In rendering this opinion, I have assumed, without inquiry, the legal capacity of all natural persons, the genuineness of all signatures, the authenticity of all documents submitted to me as originals, the conformity to the original documents of documents submitted to me as facsimile, electronic, certified or photostatic copies, and the authenticity of the originals of such copies.
 
As to any facts material to the opinions expressed herein that I have not independently established or verified, I have relied upon, and assumed the accuracy of, statements and representations of officers and other representatives of the Company and others.
 
Based on the foregoing, and subject to the qualifications, exceptions and assumptions stated herein, I am of the opinion that:
 
1. The Company is a corporation validly existing and in good standing under the laws of the State of New Jersey and has the corporate power and authority to issue the Debt Securities and to perform its obligations under the Debt Securities, the Indenture and the Agreement.
 
2. Each of the Indenture and the Agreement has been duly and validly authorized, executed and delivered by the Company.
 
3. The Company has duly authorized the issuance of the Debt Securities.
 
I am a member of the Bar of the Commonwealth of Pennsylvania and the Bar of the State of New York and hold a Limited License for In-House Counsel in the State of New Jersey.
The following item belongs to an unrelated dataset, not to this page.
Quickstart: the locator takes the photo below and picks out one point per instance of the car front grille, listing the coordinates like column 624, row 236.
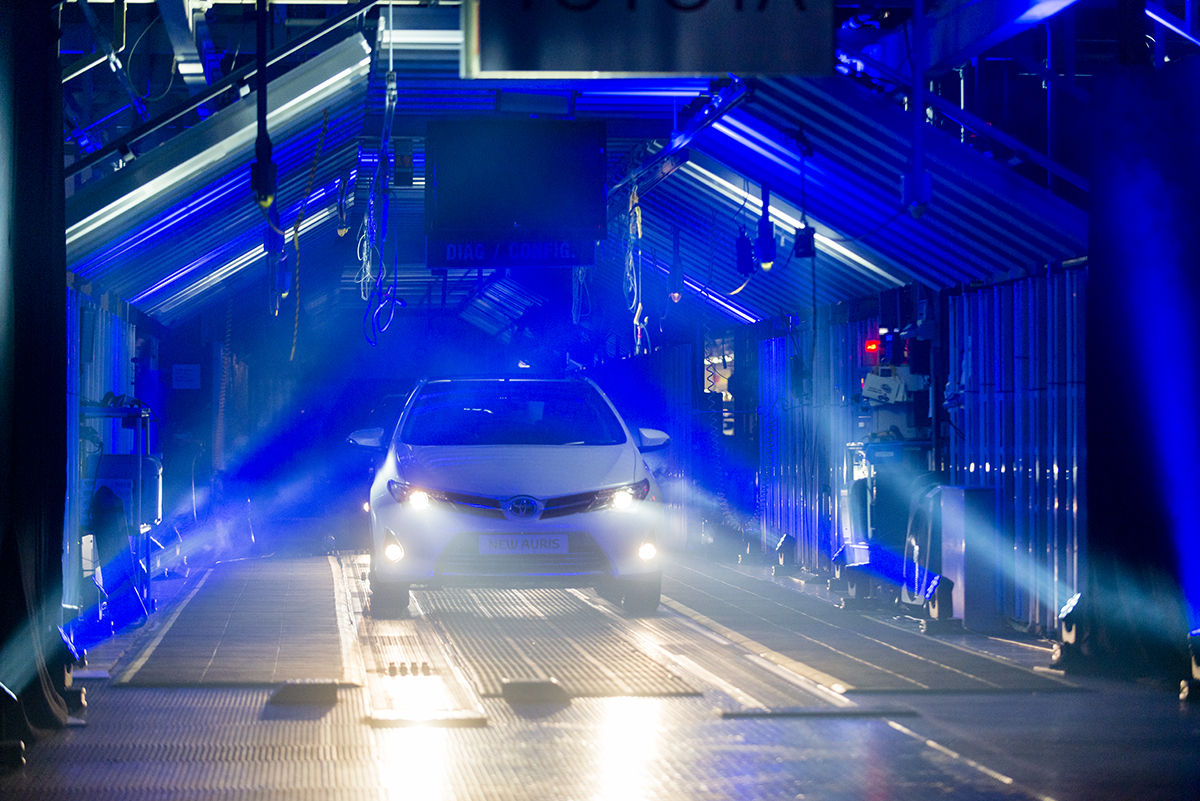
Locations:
column 479, row 505
column 461, row 559
column 485, row 506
My opinions herein reflect only the application of applicable laws of the State of New Jersey. In rendering my opinions, I have not considered, and hereby disclaim any opinion as to, the application or impact of any laws, cases, decisions, rules or regulations of any other jurisdiction, court or administrative agency.
 
I consent to the use of this opinion as an exhibit to the Registration Statement of the Company on Form S-3 (Registration No. 333-219217) filed by the Company on July 10, 2017.  I also consent to any and all references to myself and this opinion in the prospectus which is part of said Registration Statement.  In giving this consent, I do not thereby admit that I am within the category of persons whose consent is required under Section 7 of the Securities Act or the rules and regulations of the Commission promulgated thereunder.  This opinion letter is limited to the matters set forth herein, and no opinion may be inferred or implied beyond the matters expressly set forth herein.  This opinion letter is not a guaranty nor may one be inferred or implied.